Once you see LLMs as stochastic proposers + verifiers, a lot of modern infrastructure makes more sense:

CI/CD coding agents. Tests are the verifier; parallel agent attempts are the samples. “Run the test suite 10 times with 10 different patches” is exactly repeated sampling.
Multi-agent orchestration. Each agent is one monkey. Diversity across agents (different prompts, tools, temperatures) is the dispersion that fuels coverage.
Tool-augmented LLMs. Tools execute, execution results verify, model iterates. Three laps around the generator/verifier loop.
Cascading models. Cheap model attempts many times → if all fail, escalate to an expensive model. Cost-tuned coverage scaling.

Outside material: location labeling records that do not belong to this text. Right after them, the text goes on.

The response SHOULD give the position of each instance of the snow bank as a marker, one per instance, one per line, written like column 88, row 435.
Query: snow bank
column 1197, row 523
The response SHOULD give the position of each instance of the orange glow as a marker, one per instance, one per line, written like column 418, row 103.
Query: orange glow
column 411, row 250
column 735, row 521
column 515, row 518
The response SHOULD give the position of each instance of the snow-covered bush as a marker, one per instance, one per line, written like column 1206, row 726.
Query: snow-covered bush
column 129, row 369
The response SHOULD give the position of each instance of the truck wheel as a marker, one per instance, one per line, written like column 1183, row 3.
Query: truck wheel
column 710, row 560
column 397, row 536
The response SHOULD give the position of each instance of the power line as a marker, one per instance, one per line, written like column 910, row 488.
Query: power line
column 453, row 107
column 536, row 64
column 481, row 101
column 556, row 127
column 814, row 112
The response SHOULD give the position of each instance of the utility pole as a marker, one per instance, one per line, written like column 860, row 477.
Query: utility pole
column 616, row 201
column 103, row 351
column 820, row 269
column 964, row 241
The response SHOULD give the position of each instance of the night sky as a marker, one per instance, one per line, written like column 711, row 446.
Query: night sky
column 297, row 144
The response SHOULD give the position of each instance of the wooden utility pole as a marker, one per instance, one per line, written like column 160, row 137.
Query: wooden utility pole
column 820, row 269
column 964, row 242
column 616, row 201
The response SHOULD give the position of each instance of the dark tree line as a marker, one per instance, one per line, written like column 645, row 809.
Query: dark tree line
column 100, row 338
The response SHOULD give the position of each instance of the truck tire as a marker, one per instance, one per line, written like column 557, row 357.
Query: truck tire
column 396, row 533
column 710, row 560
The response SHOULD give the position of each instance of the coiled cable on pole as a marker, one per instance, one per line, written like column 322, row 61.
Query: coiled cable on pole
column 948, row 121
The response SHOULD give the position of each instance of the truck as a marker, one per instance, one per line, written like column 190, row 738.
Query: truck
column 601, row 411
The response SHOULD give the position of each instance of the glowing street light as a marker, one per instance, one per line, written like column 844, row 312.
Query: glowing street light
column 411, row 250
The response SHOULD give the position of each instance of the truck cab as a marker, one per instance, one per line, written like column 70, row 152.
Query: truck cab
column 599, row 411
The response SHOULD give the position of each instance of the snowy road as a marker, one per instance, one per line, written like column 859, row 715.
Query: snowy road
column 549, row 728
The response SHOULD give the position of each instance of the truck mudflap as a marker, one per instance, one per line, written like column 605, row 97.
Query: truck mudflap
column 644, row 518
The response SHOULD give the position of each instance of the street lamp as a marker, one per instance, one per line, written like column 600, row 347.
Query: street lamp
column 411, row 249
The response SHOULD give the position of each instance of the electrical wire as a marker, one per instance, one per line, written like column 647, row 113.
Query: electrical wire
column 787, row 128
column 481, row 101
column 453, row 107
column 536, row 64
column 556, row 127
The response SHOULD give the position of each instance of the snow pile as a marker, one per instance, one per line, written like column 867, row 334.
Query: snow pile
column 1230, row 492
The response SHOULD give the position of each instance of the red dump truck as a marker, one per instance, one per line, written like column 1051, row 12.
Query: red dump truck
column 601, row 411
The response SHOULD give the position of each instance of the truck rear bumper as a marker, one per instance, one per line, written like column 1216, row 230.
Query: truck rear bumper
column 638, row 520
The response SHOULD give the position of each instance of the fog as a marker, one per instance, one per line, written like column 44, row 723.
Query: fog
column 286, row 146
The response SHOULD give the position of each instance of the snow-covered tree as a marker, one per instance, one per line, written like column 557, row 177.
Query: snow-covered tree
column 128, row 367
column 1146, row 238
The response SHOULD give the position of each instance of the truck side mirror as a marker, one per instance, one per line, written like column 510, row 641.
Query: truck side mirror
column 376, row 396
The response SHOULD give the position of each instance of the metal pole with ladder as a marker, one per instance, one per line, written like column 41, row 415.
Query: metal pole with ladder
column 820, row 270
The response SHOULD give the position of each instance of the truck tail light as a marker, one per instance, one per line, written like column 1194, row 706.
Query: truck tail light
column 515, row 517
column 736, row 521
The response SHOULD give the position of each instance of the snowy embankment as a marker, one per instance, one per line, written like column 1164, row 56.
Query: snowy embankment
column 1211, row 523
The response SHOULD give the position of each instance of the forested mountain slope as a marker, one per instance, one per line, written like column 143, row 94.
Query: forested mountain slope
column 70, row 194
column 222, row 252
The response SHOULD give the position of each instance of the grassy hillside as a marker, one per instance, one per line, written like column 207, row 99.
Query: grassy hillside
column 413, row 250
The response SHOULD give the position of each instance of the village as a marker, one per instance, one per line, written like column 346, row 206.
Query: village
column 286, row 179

The paper is, quietly, a manifesto for a particular kind of system: stop buying smarter models, start building smarter ways to use the ones you have.

What Breaks

The limitations are worth naming:

Issue	Consequence
No verifier	Majority voting and reward-model scoring plateau beyond a few hundred samples; coverage doesn’t translate to solve rate
i.i.d. sampling	The paper does not explore diversity-forcing strategies (re-prompting, retrieval, temperature schedules) — that’s future work
No feedback loop	Each sample is independent; failed samples don’t inform later ones. Agent systems that do use feedback are already departing from pure repeated sampling
Latency	Total wall-clock time grows unless samples run in parallel. Inference infrastructure has to favor throughput over per-request latency — a different shape than chatbot serving
Task-dependence	CodeContests shows the 70B still wins; smaller-beats-larger isn’t universal

Selection is the choke point. Generation scales logarithmically “for free”; turning coverage into answers needs a verifier that itself scales.

Why It Matters

Three shifts follow from taking this paper seriously:

Smaller models become more useful. A 7B–13B model with a good verifier and parallel infrastructure can out-solve a 70B–400B single-shot on verifiable workloads.
Systems beat individual models. The pipeline (generator + verifier + selector + orchestrator) is the product. The model is a component.
Compute orchestration is a core skill. Batching, scheduling, cost-aware sample allocation, adaptive early-stopping — these are more leverage-able than model choice on most production workloads.

The paper’s closing framing — intelligence = search + verification over stochastic outputs — isn’t a complete theory of intelligence. But it’s a useful reduction for the subset of problems where correctness is checkable: which turns out to be a surprisingly large and growing fraction of what we ask LLMs to do.

What’s Next

Open directions the paper gestures at:

Learned verifiers. What happens when the scorer itself is a model, trained to rank candidates? (Reward models plateau; can better selectors scale?)
Self-consistency voting as a middle-ground between pure verification and reward models.
Tool-augmented sampling: samples don’t just propose text, they propose actions that get executed and verified.
Adaptive sample budgets: spend more where uncertainty is high, less where the first sample already looks good.

The repeated-sampling axis is new enough that most of the engineering is yet to be done. The scaling law is the load-bearing result; the systems that exploit it are still being built.

The paper title is a reference, but not a joke — with enough attempts and a reliable scorer, an arbitrarily weak model becomes reliable. The leverage is in the scorer. The monkeys are easy.